Annette Walton, better known by her alias as “the flower lady,” is here with advice: Yale students need to make a better effort to take care of themselves. She said she constantly needs to tell students to put on hats and gloves in the wintertime.

Along the same vein (Ha! See what I did there?), flowers need to be taken care of as well. People continue to buy flowers, according to Walton, because they want to retain some color in their lives during the dreary, leafless winter. But the water needs to be changed daily for a fresh cut flower.

Alex Manzanares, who works for Gourmet Heaven (provider of Walton’s flowers), added that they should probably be kept in the center of the room, at a safe distance from the heaters and the windows.

Still, when it comes to horticulture, not all Yalies are struggling.

READ: POOP

Neither Jillian Liu ’12 and Jimmy Murphy ’13, proud owners of bamboo sticks since their freshmen years, needed Manzanares’ or Walton’s advice.

Having endured the New Haven cold once already with his plants, Murphy plans to do nothing different in terms of his caretaking routine.

“They will survive,” he said. His only remaining doubts concern leaving the windows open and potentially allowing for the entrance of the infamous Davenport squirrels into his suite. Bamboo sticks potentially make prime chomping material.

While Murphy has only needed to look after three sticks, Liu is the proud owner of nine: four in one jar (to bring her good luck in her classes) and five in another (to bring her good luck in her career).

Both jars sit on the ground in the north corner of her room, but whether this arrangement is according to feng shui or advice from her mother remains unclear.

Regardless, the location is in sync with Manzanares’ prescription: not too much sun and nowhere near the heater.

“I think if they get too much sunlight they start to turn yellow,” Liu said. “It’s not bad; it’s just different.”

Anna Rose ’13, too, saw success with her plants. Or at least until she left New Haven for the summer last May, and her aloe plant, Boston fern, peace lily and ginger plant remained in the care of a friend who was living off campus. Purchases from the School of Forestry and Environmental Science’s sale of experimental plants, they had been well-tended by Rose throughout the spring semester.

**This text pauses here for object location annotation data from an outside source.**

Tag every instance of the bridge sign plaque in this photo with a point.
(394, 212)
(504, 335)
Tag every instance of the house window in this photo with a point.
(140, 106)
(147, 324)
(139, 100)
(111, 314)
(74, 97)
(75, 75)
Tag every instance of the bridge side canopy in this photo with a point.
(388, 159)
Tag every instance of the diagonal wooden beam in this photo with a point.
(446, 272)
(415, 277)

But her careful instructions for caretaking weren’t enough. When Rose returned in the fall, she found the aloe missing and the rest dead. She and a few friends said they proceeded to “liberate” (read: steal) the summer plants from the planters on Cross Campus before they were replaced for fall. But they proved to be too big for her small suite. So, in addition to a basil plant leftover from her Harvest trip, she settled for tending to lavender and oregano in pots placed on her windowsill.

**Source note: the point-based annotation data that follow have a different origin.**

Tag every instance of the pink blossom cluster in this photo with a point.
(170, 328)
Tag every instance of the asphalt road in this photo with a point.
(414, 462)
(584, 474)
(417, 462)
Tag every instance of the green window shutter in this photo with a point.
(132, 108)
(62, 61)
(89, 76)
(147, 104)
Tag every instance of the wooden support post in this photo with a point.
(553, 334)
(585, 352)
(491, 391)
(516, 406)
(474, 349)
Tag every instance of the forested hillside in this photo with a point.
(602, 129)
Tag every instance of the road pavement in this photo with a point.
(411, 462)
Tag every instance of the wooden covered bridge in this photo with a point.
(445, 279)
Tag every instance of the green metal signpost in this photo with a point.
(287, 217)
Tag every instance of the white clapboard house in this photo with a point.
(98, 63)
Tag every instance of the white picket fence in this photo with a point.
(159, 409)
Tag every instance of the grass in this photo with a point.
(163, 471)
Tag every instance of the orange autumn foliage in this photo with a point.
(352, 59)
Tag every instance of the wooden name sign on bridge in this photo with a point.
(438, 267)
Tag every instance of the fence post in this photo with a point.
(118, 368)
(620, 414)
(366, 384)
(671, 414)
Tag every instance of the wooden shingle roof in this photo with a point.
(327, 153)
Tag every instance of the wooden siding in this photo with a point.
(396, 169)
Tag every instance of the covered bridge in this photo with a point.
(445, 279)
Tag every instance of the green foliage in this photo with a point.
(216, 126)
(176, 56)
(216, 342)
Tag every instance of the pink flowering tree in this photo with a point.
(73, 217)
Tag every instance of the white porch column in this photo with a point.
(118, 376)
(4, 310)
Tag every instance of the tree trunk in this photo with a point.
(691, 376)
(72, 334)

Rose checked the soil daily — occasionally adding worm “castings” (read: poops) collected from the family of worms living in a box filled with shredded newspaper in her closet (she feeds them her food scraps). Not only are they full of nutrients, but the castings also absorb water and slowly release it back to the soil, an attribute that will prove especially helpful in the coming winter months. She has a spray bottle on standby as well in case they get parched. Handy.

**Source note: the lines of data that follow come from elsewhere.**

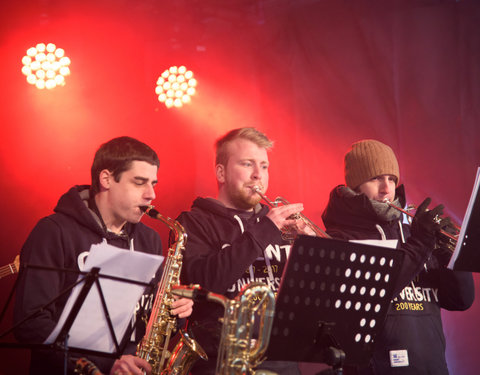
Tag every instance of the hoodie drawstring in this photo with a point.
(267, 260)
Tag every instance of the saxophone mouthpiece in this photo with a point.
(146, 208)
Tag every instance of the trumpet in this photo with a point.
(449, 239)
(319, 232)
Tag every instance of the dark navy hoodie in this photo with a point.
(413, 330)
(226, 249)
(62, 240)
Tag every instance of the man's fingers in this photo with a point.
(423, 206)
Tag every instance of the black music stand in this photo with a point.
(332, 301)
(61, 343)
(466, 256)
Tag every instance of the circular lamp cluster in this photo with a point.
(46, 66)
(175, 86)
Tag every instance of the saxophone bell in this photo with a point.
(239, 352)
(155, 345)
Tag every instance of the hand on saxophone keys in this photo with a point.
(182, 307)
(130, 364)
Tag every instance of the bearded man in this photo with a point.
(234, 239)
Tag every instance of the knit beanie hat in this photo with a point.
(367, 159)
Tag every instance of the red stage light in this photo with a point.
(175, 86)
(46, 66)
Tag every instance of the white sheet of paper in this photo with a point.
(90, 329)
(392, 244)
(466, 219)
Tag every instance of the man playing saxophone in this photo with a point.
(411, 340)
(124, 174)
(233, 239)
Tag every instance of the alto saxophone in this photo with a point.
(240, 352)
(154, 346)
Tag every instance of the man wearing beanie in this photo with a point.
(411, 340)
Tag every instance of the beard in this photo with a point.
(243, 198)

“It’s very important to keep in mind what they expect from their environment,” Rose said. “They want to be warm, but they don’t want to be crispy … It’s very important to commune with your plants every day and see how they’re doing.”

Unless they fall out the window, as Rose’s did. Returning from the farmer’s market with parsley plant in hand (it has since died of blight), she noticed they no longer sat on the sill. Peering outside, she saw the shattered pots below. “I’m just really glad they didn’t hit someone on the head,” she said. As for the future, and contrary to her namesake, she has no plants to tend to.

But, as advertised by Charles Zhu ’11 in an e-mail to the Yale Student Environmental Coalition, of which Rose is a member, maybe the way to go is hydroponic window gardens living in plastic water bottles through which water and nutrients are pumped. They don’t need a Yalie to take care of them.